O captor fitou sua cara, semicerrando os olhos, com a boca torcida de suspeita. Os seus dentes eram castanhos e o hálito fedia a cerveja e a cebola.
— Os filhos do Lorde Balon foram mortos.
— Os meus irmãos sim. Eu não. O Lorde Ramsay tomou-me cativo depois de Winterfell. Enviou-me para parlamentar com você. É você que comanda aqui?
— Eu? — o homem baixou a faca e deu um passo para trás, quase tropeçando no cadáver. — Eu não, senhor. — A sua cota de malha estava enferrujada, os couros apodreciam. Nas costas de uma mão, uma ferida aberta sangrava. — Quem tem o comando é Raif Kenning. Foi o capitão que disse. Eu estou à porta, nada mais.
— E quem é este? — Fedor deu um pontapé no cadáver.
O guarda fitou o morto como se o estivesse vendo pela primeira vez.
— Ele... ele bebeu a água. Tive que lhe cortar a goela para parar com os gritos que ele dava. Barriga má. Não se pode beber a água. É por isso que temos a cerveja. — O guarda esfregou a cara, os olhos vermelhos e inflamados. — Costumávamos arrastar os mortos para as caves. Estão todas inundadas lá em baixo. Agora ninguém quer ter esse trabalho, portanto, limitamo-nos a deixá-los onde caem.
— A cave é um lugar melhor para eles. Dá água a eles. Ao Deus Afogado.
O homem riu.
— Não há deuses lá em baixo, senhor. Só ratazanas e cobras de água. Coisas brancas, tão grossas como uma perna. Às vezes deslizam pelas escadas acima e nos mordem enquanto dormimos.
Fedor lembrou-se das masmorras sob o Forte do Pavor, da ratazana contorcendo-se entre os seus dentes, do sabor do sangue quente nos lábios. Se falhar; Ramsay me mandará de volta a isso, mas primeiro arranca a pele de outro dedo.
— Quanto da guarnição resta?
— Alguma — disse o homem de ferro. — Não sei. Menos do que éramos antes. Também há alguns na Torre do Bêbado, parece. Na Torre dos Filhos não. Dagon Codd foi lá há dias. Só dois homens estavam vivos, disse ele, e estavam comendo os mortos. Matou os dois, se dá para acreditar.

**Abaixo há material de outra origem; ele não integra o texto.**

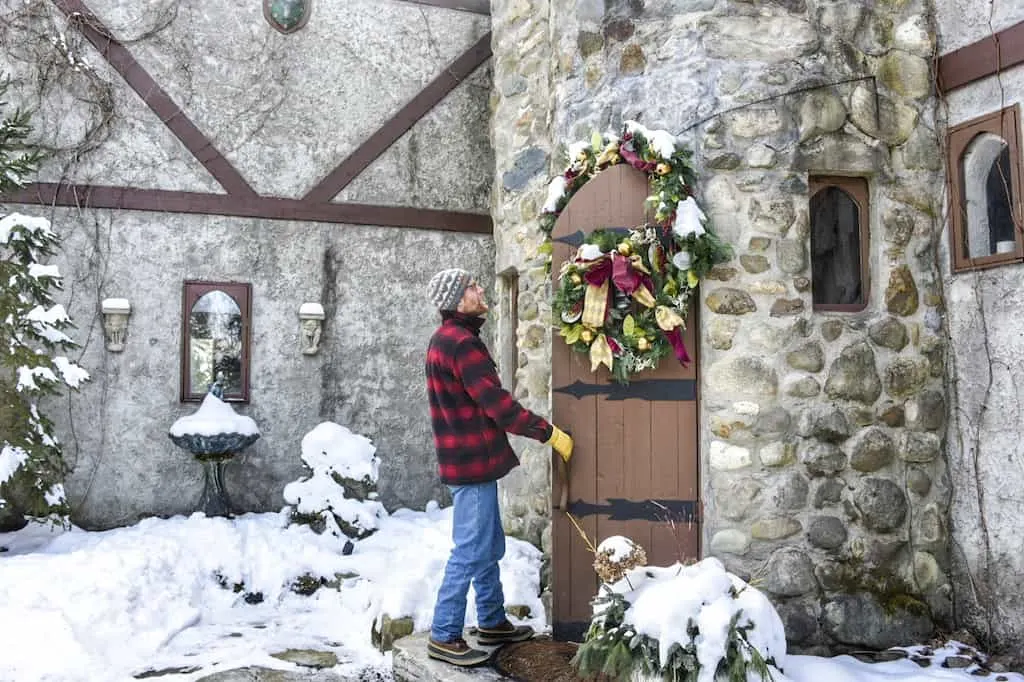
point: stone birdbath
(214, 434)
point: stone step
(411, 664)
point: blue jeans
(479, 544)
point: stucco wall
(984, 312)
(284, 111)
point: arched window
(215, 340)
(985, 192)
(839, 243)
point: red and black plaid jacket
(469, 409)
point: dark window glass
(836, 248)
(215, 352)
(998, 190)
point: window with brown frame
(983, 172)
(839, 215)
(215, 337)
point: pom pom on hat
(445, 288)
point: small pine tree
(32, 338)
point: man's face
(473, 301)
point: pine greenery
(32, 339)
(614, 649)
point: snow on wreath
(624, 295)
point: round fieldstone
(790, 493)
(898, 226)
(735, 498)
(905, 377)
(901, 294)
(799, 620)
(882, 504)
(788, 573)
(527, 165)
(919, 481)
(830, 426)
(926, 570)
(826, 531)
(773, 423)
(853, 375)
(754, 264)
(775, 527)
(892, 415)
(822, 459)
(777, 454)
(620, 29)
(920, 448)
(828, 492)
(633, 59)
(791, 256)
(786, 306)
(871, 451)
(928, 411)
(730, 541)
(803, 387)
(724, 161)
(728, 301)
(929, 529)
(860, 620)
(832, 330)
(725, 457)
(809, 357)
(889, 333)
(743, 377)
(820, 113)
(589, 43)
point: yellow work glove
(561, 442)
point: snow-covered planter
(340, 496)
(683, 624)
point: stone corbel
(310, 325)
(116, 311)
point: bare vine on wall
(972, 422)
(79, 105)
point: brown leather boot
(457, 652)
(503, 633)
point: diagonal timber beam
(155, 97)
(267, 208)
(398, 124)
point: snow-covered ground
(101, 606)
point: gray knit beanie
(445, 288)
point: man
(471, 414)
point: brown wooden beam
(266, 208)
(475, 6)
(985, 57)
(155, 96)
(398, 124)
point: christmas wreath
(623, 296)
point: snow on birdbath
(214, 433)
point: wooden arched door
(634, 471)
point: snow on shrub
(680, 624)
(340, 496)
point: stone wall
(285, 111)
(986, 342)
(821, 433)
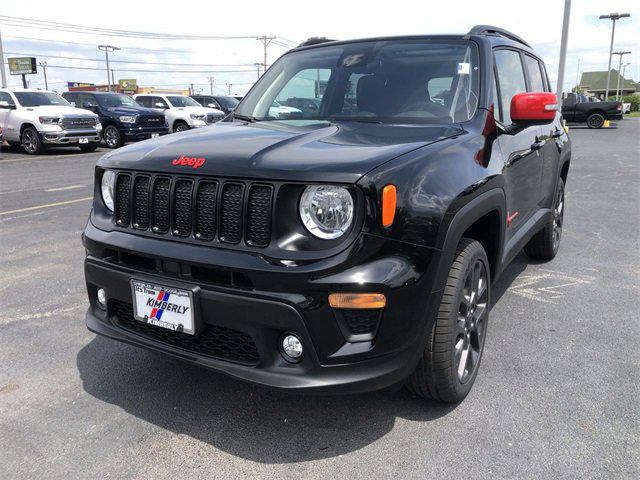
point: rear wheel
(450, 361)
(31, 141)
(544, 245)
(113, 137)
(180, 127)
(595, 120)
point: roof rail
(315, 41)
(490, 30)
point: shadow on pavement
(247, 421)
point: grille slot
(231, 213)
(182, 208)
(141, 202)
(212, 340)
(205, 228)
(160, 217)
(123, 199)
(259, 216)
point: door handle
(538, 144)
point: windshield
(116, 100)
(183, 101)
(393, 81)
(37, 99)
(228, 102)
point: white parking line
(60, 189)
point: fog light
(102, 298)
(292, 347)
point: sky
(538, 22)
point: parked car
(38, 119)
(220, 102)
(182, 112)
(278, 110)
(122, 119)
(308, 106)
(342, 253)
(577, 108)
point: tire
(449, 365)
(112, 137)
(595, 120)
(31, 141)
(544, 245)
(180, 126)
(89, 148)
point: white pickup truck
(38, 119)
(182, 112)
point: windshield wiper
(245, 118)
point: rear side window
(535, 74)
(510, 79)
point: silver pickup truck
(38, 119)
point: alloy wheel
(471, 324)
(30, 141)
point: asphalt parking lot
(556, 397)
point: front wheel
(31, 141)
(113, 137)
(450, 361)
(595, 120)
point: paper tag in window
(464, 68)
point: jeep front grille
(203, 209)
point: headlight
(49, 120)
(107, 186)
(326, 211)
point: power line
(138, 62)
(83, 29)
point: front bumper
(269, 302)
(69, 137)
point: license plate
(162, 306)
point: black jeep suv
(121, 117)
(344, 250)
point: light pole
(620, 54)
(106, 49)
(613, 17)
(44, 70)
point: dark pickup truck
(121, 117)
(577, 108)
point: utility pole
(2, 72)
(265, 41)
(44, 70)
(563, 50)
(619, 68)
(106, 49)
(613, 17)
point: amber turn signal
(357, 300)
(388, 205)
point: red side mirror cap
(534, 107)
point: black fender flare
(466, 216)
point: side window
(5, 97)
(535, 75)
(510, 79)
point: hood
(59, 110)
(334, 153)
(122, 110)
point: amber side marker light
(388, 205)
(357, 300)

Fosso Cailin já caiu, percebeu então Fedor, só que ninguém achou por bem dizer-lhes. Esfregou a boca para esconder os dentes partidos e disse:
— Preciso falar com o seu comandante.
— Kenning? — o guarda pareceu confundido. — Ele não tem tido muito pra dizer nestes dias. Está morrendo. Pode ser que já esteja morto. Não o vejo desde que... não me lembro quando...

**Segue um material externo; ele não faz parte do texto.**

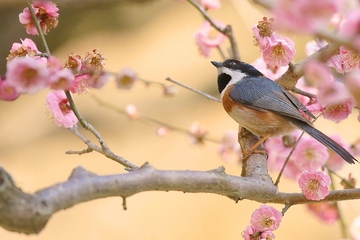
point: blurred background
(156, 39)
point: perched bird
(263, 107)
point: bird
(265, 108)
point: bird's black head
(233, 70)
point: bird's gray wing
(264, 94)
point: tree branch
(29, 213)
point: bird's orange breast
(257, 120)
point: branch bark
(28, 213)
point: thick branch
(289, 79)
(29, 213)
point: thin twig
(105, 150)
(208, 96)
(301, 92)
(227, 31)
(129, 166)
(38, 27)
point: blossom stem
(147, 119)
(38, 27)
(221, 52)
(287, 160)
(193, 89)
(226, 31)
(105, 149)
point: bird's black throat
(223, 80)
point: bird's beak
(216, 64)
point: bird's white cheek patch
(236, 76)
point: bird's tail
(321, 137)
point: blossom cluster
(263, 222)
(276, 50)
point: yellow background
(157, 40)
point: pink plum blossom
(267, 235)
(325, 211)
(334, 62)
(355, 229)
(278, 149)
(74, 63)
(339, 111)
(58, 104)
(162, 131)
(310, 154)
(132, 112)
(272, 73)
(229, 145)
(306, 16)
(98, 80)
(337, 101)
(350, 27)
(314, 185)
(265, 218)
(350, 59)
(208, 37)
(211, 4)
(7, 92)
(47, 14)
(170, 91)
(280, 51)
(335, 162)
(79, 85)
(62, 79)
(126, 78)
(27, 75)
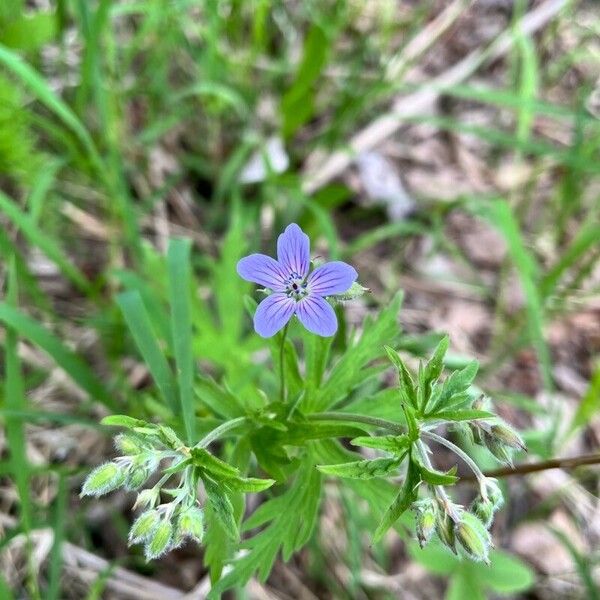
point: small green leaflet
(363, 469)
(407, 385)
(387, 443)
(457, 383)
(436, 477)
(222, 507)
(290, 520)
(214, 465)
(433, 369)
(407, 495)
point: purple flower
(295, 291)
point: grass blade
(40, 88)
(74, 366)
(138, 321)
(180, 282)
(500, 215)
(45, 243)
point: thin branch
(546, 465)
(319, 172)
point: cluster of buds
(456, 527)
(495, 435)
(164, 526)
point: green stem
(282, 361)
(554, 463)
(354, 418)
(439, 490)
(219, 431)
(465, 457)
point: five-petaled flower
(295, 291)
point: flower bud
(506, 435)
(502, 452)
(128, 444)
(146, 498)
(480, 404)
(140, 469)
(143, 526)
(444, 526)
(103, 479)
(494, 493)
(191, 524)
(473, 537)
(483, 510)
(425, 520)
(160, 540)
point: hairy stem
(477, 473)
(439, 490)
(554, 463)
(282, 361)
(353, 418)
(219, 431)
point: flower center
(296, 287)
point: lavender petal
(272, 314)
(293, 250)
(262, 269)
(332, 278)
(316, 315)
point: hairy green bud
(129, 445)
(502, 452)
(190, 524)
(445, 528)
(506, 435)
(144, 526)
(473, 537)
(140, 470)
(484, 510)
(426, 515)
(160, 540)
(103, 479)
(147, 498)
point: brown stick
(319, 172)
(554, 463)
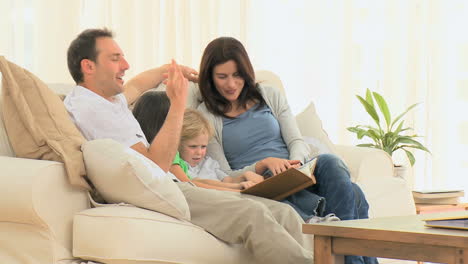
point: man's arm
(152, 78)
(164, 146)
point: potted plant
(389, 136)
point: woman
(255, 130)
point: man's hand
(247, 184)
(176, 86)
(253, 177)
(189, 73)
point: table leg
(323, 251)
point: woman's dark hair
(220, 51)
(84, 47)
(150, 111)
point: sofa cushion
(123, 234)
(5, 146)
(122, 175)
(37, 122)
(311, 129)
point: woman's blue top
(252, 136)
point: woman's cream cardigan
(298, 148)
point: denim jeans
(307, 204)
(343, 198)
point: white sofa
(43, 220)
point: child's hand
(253, 177)
(247, 184)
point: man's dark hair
(84, 47)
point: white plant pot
(400, 171)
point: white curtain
(324, 51)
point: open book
(286, 183)
(449, 222)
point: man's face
(110, 67)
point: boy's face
(194, 150)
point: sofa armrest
(372, 170)
(366, 163)
(40, 203)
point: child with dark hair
(191, 162)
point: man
(98, 106)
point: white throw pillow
(311, 129)
(122, 175)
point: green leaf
(370, 110)
(369, 98)
(402, 114)
(410, 157)
(367, 145)
(409, 140)
(383, 108)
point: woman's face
(227, 80)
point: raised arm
(152, 78)
(164, 146)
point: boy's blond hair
(195, 124)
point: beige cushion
(37, 206)
(124, 234)
(5, 147)
(37, 123)
(311, 129)
(122, 175)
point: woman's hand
(247, 184)
(275, 165)
(253, 177)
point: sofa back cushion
(37, 122)
(122, 175)
(5, 147)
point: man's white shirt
(98, 118)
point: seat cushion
(122, 175)
(37, 122)
(123, 234)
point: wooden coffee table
(400, 237)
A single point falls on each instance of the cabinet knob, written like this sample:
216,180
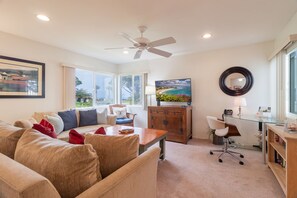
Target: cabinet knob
165,122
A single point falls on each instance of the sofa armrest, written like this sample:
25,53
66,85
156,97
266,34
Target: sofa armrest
111,119
16,180
138,178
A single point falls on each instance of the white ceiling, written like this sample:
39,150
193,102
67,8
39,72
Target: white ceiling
89,26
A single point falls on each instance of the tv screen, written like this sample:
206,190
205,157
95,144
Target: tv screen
177,90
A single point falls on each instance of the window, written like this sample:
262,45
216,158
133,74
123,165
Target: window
293,82
104,89
131,88
84,88
93,89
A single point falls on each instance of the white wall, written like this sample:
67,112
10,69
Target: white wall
282,38
13,46
205,70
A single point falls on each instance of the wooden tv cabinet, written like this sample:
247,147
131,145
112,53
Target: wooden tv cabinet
282,158
177,120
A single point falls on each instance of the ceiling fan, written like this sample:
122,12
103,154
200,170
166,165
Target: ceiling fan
141,43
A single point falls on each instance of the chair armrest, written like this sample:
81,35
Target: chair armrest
131,115
111,119
137,178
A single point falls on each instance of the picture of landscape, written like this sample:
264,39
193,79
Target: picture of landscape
19,78
178,90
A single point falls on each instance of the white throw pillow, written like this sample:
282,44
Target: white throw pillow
102,117
120,112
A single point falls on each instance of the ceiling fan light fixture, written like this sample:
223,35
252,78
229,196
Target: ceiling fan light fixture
42,17
206,36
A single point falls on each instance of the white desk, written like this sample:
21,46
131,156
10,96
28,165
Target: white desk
261,120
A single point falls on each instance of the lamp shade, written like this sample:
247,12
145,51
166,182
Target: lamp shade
240,102
150,90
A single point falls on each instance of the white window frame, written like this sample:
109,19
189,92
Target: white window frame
142,88
287,82
94,73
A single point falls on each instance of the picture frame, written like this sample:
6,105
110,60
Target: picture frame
21,78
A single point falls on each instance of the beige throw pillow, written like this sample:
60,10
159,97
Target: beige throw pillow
71,168
9,137
113,151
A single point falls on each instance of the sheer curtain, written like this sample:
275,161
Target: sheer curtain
279,78
68,87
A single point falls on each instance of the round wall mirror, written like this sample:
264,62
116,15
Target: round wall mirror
236,81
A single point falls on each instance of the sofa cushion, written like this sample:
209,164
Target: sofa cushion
25,123
69,119
75,137
123,120
71,168
16,180
56,121
82,130
38,116
102,116
113,151
9,136
101,131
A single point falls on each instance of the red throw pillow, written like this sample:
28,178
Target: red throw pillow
75,137
46,128
101,131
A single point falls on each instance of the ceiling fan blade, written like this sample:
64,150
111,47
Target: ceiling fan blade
138,54
164,41
126,36
159,52
111,48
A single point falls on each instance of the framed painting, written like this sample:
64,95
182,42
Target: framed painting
21,78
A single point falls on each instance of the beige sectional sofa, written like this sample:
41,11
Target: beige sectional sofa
38,116
137,178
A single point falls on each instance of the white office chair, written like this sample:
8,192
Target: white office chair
224,130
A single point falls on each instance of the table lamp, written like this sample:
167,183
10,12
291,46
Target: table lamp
240,102
150,90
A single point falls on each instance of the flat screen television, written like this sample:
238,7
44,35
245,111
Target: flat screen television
175,90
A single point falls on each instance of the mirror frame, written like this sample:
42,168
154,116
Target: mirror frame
248,84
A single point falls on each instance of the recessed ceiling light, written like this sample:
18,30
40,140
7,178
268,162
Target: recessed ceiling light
42,17
206,36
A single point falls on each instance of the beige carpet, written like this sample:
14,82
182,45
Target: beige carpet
190,171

— Onde está ele? Me leve lá.
— Quem guarda a porta nesse caso?
— Ele. — Fedor deu um pontapé no cadáver.
Aquilo fez o homem rir.
— Sim. Porque não? Então vem comigo. — Tirou um archote de uma arandela e sacudiu-o até arder brilhante e quente. — Por aqui. — O guarda levou-o através de uma porta e por uma escada em espiral acima, com a luz do archote cintilando em paredes de pedra preta enquanto subiam.
O aposento no topo da escada estava escuro, cheio de fumo e opressivamente quente. Uma pele esfarrapada foi pendurada à frente da janela estreita para manter a umidade lá fora, e um bloco de turfa ardia em uma luz branda num braseiro. O cheiro no quarto era mau, um misto de bolor, mijo e dejetos, a fumo e doença. Esteiras sujas cobriam o chão, enquanto uma pilha de palha no canto passava por uma cama.
Raif Kenning estava tremendo sob uma montanha de peles. As suas armas estavam empilhadas ao seu lado; espada e machado, Camisa de cota de malha, elmo de guerra de ferro. O escudo ostentava a mão nebulosa do deus da tempestade, com o relâmpago estalando dos seus dedos até um mar furioso, mas a tinta estava descolorada e caindo, e a madeira, por baixo, começava a apodrecer.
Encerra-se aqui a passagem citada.